Sunday, January 13, 2013

Following ghosts and chasing shadows



Yet another 'Kerry Crag' discovered.

What a difference 24 hours can make. Yesterday I was out in Snowdonia on a cold but generally dry and bright day, doing some guidebook recce work. Today, I found myself walking in deathly quiet forest under a blanket of snow. Winding back to yesterday. The late Welsh climber John Kerry has been getting some long overdue publicity recently, not least through an article I did for Footless Crow (see Dead Climbers Society). He had come back into my orbit through the work we had been doing for the next Carneddau guidebook. It was not so much the quality of his 1960's and 70's climbs we had sampled, but the air of mystery surrounding his lost climbs and crags.

In fact,from other climbers like veteran activist Harold Drasdo we were aware of a number of unlisted crags were he had left his-unrecorded-mark.

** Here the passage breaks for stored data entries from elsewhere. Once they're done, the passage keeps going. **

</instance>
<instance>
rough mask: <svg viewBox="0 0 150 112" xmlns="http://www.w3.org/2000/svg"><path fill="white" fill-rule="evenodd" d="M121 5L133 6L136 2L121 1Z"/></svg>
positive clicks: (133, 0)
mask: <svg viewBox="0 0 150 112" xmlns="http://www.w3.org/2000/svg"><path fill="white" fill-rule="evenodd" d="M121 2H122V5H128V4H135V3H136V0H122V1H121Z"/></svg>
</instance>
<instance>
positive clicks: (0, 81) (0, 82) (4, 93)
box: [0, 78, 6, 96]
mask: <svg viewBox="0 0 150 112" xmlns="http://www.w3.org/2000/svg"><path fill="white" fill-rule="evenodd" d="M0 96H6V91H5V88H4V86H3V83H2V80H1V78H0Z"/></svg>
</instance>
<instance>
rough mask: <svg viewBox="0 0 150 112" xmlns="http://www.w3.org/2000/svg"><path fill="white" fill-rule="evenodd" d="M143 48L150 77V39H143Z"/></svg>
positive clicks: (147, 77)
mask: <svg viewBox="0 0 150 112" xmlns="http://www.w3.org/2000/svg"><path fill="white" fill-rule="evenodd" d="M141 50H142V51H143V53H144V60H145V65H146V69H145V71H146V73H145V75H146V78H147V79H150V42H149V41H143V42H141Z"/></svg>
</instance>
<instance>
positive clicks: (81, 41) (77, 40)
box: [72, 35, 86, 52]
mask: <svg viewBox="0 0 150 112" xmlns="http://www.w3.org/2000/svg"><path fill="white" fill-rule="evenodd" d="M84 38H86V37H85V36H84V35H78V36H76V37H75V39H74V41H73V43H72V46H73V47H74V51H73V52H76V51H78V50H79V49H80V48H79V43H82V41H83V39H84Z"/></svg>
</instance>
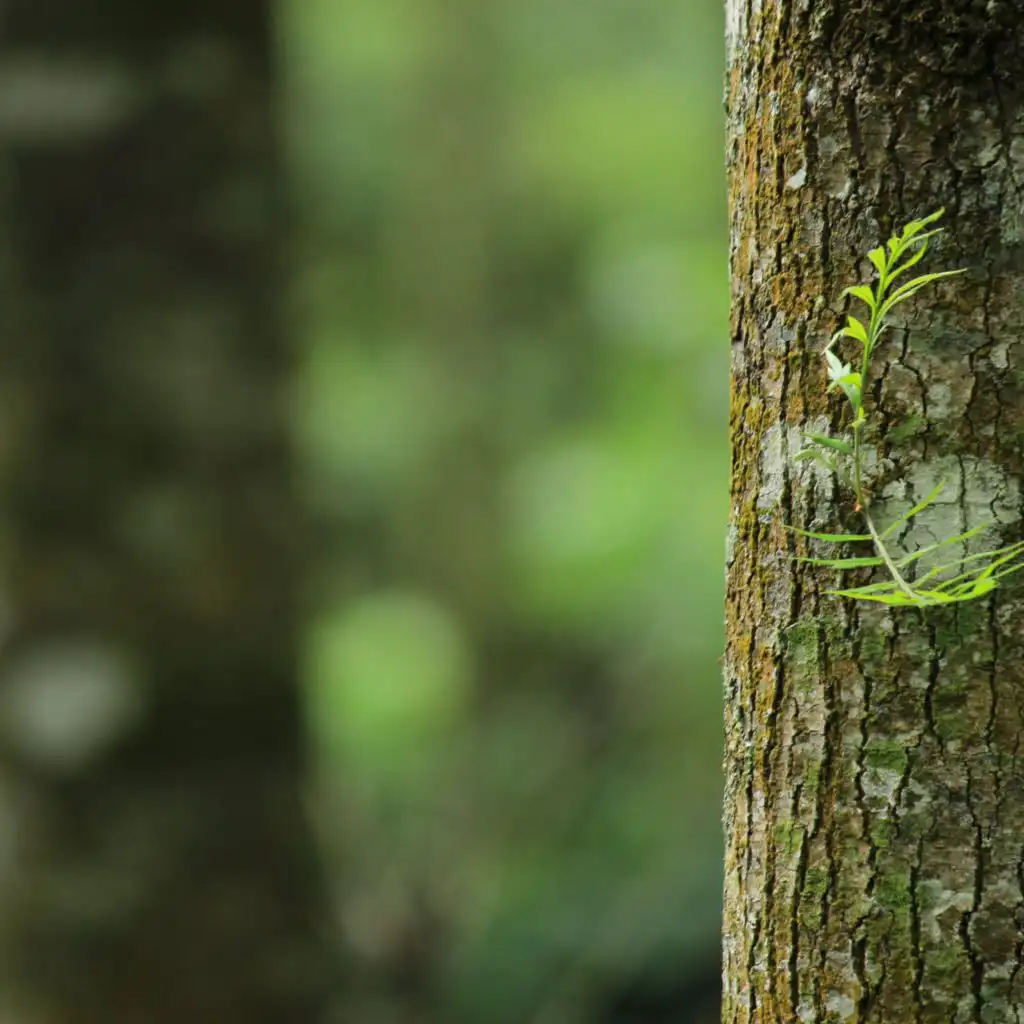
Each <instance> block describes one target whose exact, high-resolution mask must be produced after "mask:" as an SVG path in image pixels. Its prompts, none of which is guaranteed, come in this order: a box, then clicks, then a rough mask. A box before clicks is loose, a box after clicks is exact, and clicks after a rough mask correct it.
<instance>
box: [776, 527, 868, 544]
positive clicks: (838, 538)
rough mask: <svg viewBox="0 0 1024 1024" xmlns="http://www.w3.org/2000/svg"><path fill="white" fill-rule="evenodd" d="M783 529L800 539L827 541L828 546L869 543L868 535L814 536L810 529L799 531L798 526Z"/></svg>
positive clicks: (782, 527) (804, 529) (863, 534)
mask: <svg viewBox="0 0 1024 1024" xmlns="http://www.w3.org/2000/svg"><path fill="white" fill-rule="evenodd" d="M782 528H783V529H787V530H790V532H791V534H799V535H800V536H801V537H809V538H811V539H812V540H814V541H828V542H829V543H830V544H846V543H847V542H852V541H869V540H870V539H871V535H870V534H815V532H814V531H813V530H810V529H801V528H800V527H799V526H783V527H782Z"/></svg>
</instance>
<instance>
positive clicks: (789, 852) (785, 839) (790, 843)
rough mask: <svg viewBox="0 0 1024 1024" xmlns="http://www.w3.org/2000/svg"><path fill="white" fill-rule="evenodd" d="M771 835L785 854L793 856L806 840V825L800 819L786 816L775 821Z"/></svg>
mask: <svg viewBox="0 0 1024 1024" xmlns="http://www.w3.org/2000/svg"><path fill="white" fill-rule="evenodd" d="M771 835H772V839H773V840H774V841H775V842H776V843H777V844H778V846H779V847H780V848H781V851H782V852H783V853H784V854H785V856H787V857H792V856H794V855H795V854H796V853H797V852H798V851H799V850H800V844H801V843H802V842H803V840H804V826H803V825H802V824H800V822H798V821H793V820H791V819H788V818H785V819H783V820H782V821H777V822H776V823H775V827H774V828H772V833H771Z"/></svg>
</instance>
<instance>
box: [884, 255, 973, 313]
mask: <svg viewBox="0 0 1024 1024" xmlns="http://www.w3.org/2000/svg"><path fill="white" fill-rule="evenodd" d="M959 273H967V267H961V268H959V269H958V270H940V271H939V272H938V273H925V274H922V275H921V276H920V278H913V279H912V280H910V281H908V282H907V283H906V284H905V285H901V286H900V287H899V288H897V289H896V291H895V292H892V293H891V294H890V295H889V298H887V299H886V301H885V302H883V303H882V307H881V308H880V309H879V316H885V315H886V313H888V312H889V311H890V310H891V309H892V308H893V306H896V305H898V304H899V303H900V302H903V301H905V300H906V299H908V298H910V296H911V295H914V294H916V293H918V292H920V291H921V290H922V289H923V288H924V287H925V286H926V285H931V284H932V283H933V282H935V281H939V280H941V279H942V278H954V276H956V274H959Z"/></svg>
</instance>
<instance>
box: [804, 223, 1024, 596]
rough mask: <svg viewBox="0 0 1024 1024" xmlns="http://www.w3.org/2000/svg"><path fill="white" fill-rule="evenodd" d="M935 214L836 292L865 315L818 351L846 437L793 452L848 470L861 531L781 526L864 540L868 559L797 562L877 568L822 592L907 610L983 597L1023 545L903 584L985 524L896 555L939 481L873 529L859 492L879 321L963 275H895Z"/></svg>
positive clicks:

Indeed,there were so many of these 'lost' crags popping up that we routinely referred to them as ' a Kerry crag'. Yesterday we visited two of these venues and impressive they were too. From Harold, we had an idea of where one or two of his routes went but the overall quality of the venues which were relatively close to the road and therefore easily accessible, suggested that with some work and additional new routing, their inclusion in a guidebook complete with action photos and topos,couldn't fail to attract a new audience.

Around mid day today, with the temperatures around zero and an ominous grey sky suggesting the forecasters might be on to something when they suggested snow, I went off for a long dog walk on the outer western fringes of the huge Clocaenog Forest. No sooner had I left the car than small spits of snow drifted down. Within an hour I found myself walking into a steady fall of snow which was blanketing the trees and tracks and muffling my footfall. At the far side of the forest I came out onto a remote, rarely used back lane. Not a sign of traffic as to be expected. I stopped and just stood listening to the complete and absolute silence.

 I thought of the words of Alfred Wainwright when he contemplated a similar scene..."I felt like the last man alive in a dying world'.  Just before I got back to the car at about three o clock, I unexpectedly came across two mountain bikers heading  into the forest and to my mind,given the conditions, not exactly appropriately attired. From their tracks in the snow,they had come from the direction of the village of Llanfihangel and at a guess,they were a long way from where they had started. Given that even locals can become disorientated in this part of the forest with its myriad identical tracks looping off everywhichway, I sincerely hope they found their was back to their transport. With only an hour and a half of light left and with it snowing steadily It seems like they were pushing their luck but who knows. They might be staying in a local cottage or pub? I'll still watch the local news later though...... just in case they're still out there!